15 Apr 2024 , 10:22 AM

Ministry of Power (MoP) has directed gas IPPs to operate under S/11 (mandatory working, when needed), until June 30th from May 1st 2024. This should de-risk the grid’s reliance on coal units to meet peak demand, and generate incremental power (~25GW capacity operates at 14% PLF) at reasonable rates if gas prices remain weak; PLFs can rise, thereby, benefiting Torrent (1.5GW merchant capacity), GAIL, PLNG, GSPL etc. (gas import / trading).

Gas IPPs under S/11:

The MoP has issued directives to get gas IPPs under S/11 of the Electricity Act; the objective seems to be -1) tap stranded units to meet demand; 2) de-risk grid from reliance on coal/lignite IPPs, during non-solar period. India has 25GW of gas IPPs, of which 14GW is owned by PSUs (have LT PPAs), but for commercial reasons operates at low PLF; 3GW of 11GW capacity privately owned is open. As per directives, central/state IPPs can sell surplus power (if any) at regulated rates on the exchanges; private IPPs with open capacity, during exchange/bi-lateral sales will realise 120% of energy charge (determined by CEA on a periodic basis).

Positive step for sector:

Analysts of IIFL Securities think this is a positive step; it will gradually improve PLFs of gas IPPs, de-risk grid from coal generation during nonsolar hours, etc, and will improve commercials of stranded IPPs (Torrent1.5GW). For example, if S/11 is extended for FY25, then Torrent’s 1.5GW capacity, at 35% PLF, current gas prices, can add 12-13% to FY25 PBT; analysts of IIFL Securities note, until 15th July 2024, only ~800MW capacity will be under S/11, as 770MW capacity is tied up with NVVN. However the street may have been anticipating it to earn higher merchant profits; and to that extent, weakness in stock may be a good entry point.
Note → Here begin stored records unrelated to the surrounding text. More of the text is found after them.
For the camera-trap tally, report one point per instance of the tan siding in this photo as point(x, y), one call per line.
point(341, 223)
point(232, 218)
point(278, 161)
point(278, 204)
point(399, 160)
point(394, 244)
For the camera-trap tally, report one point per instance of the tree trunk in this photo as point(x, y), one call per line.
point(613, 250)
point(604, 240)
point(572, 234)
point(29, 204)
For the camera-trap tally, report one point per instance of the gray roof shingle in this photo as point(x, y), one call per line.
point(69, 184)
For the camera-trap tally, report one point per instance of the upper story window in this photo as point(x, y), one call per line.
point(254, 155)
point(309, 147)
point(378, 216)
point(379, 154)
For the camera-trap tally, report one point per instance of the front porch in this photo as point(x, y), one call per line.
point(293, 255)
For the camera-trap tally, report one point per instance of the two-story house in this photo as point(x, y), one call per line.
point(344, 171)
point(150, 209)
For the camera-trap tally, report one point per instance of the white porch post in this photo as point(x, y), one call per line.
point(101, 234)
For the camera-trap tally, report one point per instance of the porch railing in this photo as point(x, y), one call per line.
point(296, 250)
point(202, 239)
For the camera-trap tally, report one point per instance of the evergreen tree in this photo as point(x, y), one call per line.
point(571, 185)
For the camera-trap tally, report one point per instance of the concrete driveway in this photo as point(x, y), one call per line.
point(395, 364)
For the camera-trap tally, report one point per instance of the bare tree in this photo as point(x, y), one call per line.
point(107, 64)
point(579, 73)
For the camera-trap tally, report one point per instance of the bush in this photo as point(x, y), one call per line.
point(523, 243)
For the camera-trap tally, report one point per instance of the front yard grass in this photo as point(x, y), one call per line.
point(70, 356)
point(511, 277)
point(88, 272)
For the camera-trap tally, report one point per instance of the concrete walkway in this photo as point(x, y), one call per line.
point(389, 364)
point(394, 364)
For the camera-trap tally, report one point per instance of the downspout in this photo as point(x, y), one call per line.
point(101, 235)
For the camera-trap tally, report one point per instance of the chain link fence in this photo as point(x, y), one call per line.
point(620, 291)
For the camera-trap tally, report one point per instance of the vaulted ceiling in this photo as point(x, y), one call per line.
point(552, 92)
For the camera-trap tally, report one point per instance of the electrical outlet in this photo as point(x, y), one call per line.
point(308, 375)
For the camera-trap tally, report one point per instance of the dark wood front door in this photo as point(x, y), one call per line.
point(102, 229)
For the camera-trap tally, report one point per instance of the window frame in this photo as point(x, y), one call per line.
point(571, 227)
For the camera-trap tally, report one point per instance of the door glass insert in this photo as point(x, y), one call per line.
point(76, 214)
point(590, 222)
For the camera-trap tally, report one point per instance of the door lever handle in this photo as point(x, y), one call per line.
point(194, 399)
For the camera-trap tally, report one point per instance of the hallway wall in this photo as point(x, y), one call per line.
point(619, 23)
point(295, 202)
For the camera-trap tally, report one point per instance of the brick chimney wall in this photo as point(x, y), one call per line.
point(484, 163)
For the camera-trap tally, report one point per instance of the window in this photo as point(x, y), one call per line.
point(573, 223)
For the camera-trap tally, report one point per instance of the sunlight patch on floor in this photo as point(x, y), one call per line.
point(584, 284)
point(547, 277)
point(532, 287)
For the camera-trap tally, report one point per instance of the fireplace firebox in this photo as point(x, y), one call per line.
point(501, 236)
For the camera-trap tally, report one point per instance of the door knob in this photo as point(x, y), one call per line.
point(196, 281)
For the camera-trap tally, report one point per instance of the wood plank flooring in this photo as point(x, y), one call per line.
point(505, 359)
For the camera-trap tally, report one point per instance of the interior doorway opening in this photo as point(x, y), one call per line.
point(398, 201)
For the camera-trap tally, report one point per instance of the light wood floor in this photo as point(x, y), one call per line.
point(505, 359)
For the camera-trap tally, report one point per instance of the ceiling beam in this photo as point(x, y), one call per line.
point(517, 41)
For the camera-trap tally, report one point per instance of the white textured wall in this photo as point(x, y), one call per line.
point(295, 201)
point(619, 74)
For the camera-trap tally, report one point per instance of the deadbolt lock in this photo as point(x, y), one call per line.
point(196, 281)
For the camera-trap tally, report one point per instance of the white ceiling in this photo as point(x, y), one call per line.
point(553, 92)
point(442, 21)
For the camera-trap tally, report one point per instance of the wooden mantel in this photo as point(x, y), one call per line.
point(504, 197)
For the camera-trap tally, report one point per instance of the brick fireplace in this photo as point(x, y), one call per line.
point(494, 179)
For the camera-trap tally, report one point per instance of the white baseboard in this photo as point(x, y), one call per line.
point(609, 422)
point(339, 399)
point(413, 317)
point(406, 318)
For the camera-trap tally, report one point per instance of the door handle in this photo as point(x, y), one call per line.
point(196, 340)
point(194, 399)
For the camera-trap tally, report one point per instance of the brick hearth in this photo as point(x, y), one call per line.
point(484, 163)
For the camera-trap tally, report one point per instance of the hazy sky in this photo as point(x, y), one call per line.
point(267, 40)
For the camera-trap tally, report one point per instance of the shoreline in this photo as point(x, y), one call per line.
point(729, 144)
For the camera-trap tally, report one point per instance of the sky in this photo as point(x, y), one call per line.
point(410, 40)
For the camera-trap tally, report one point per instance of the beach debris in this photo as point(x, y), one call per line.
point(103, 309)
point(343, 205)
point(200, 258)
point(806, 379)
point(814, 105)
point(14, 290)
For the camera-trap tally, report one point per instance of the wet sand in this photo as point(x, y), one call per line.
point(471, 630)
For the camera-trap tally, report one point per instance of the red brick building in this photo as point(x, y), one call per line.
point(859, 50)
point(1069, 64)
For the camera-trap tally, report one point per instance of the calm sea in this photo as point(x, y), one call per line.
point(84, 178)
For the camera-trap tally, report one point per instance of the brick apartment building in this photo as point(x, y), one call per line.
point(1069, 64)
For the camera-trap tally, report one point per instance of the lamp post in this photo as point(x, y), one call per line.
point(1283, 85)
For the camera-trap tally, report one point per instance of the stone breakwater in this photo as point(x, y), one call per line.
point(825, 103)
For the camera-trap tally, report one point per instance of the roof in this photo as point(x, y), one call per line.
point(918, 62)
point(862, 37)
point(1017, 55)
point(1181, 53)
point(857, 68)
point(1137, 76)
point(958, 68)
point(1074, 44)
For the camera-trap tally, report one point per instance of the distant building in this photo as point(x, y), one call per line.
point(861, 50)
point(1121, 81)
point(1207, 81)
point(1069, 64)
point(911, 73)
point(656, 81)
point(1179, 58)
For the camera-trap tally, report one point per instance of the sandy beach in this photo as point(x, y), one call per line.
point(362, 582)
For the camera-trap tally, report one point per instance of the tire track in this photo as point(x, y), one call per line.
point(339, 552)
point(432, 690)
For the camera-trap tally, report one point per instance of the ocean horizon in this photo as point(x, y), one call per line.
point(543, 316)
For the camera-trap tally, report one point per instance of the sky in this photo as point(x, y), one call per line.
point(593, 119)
GAIL, PLNG other beneficiaries:

The scheme if extended for FY25, apart from gas IPPs, can also benefit gas importing / trading companies; assuming PLFs to increase to 30% (vs 14% in FY24), India would need to import additional ~5m MT LNG (25% more); GAIL (transmission + trading), PLNG (imports/trade) can materially gain from such imports; for every 1m MT incremental LNG imported, GAIL/PLNG may see 5-10% EPS upgrade; IEX may also gain from higher exchange volumes.

Key highlights:

  1. Govt. imposes Section 11 of the Electricity Act on Gas based power plants (with + without PPAs) from 01st May 2024 to 30th June 2024
  2. Grid India to intimate generators for power requirements 14 days in advance and guarantee 50% offtake
  3. Power would be made available to existing PPA holders before supplying the same on exchanges/ Grid India
  4. Tariff for plants with PPAs shall be determined by the appropriate commission
  5. Tariff for plants without PPAs shall be determined by a committee on a mutually agreed basis and shall be reviewed every 15 days.
  6. Tariff for power supplied to Grid India/ exchanges shall be capped at 120% of ECR plus ISTS charges
  7. LPS rules shall be applicable to the arrangements and payments shall be made to generators on a weekly basis.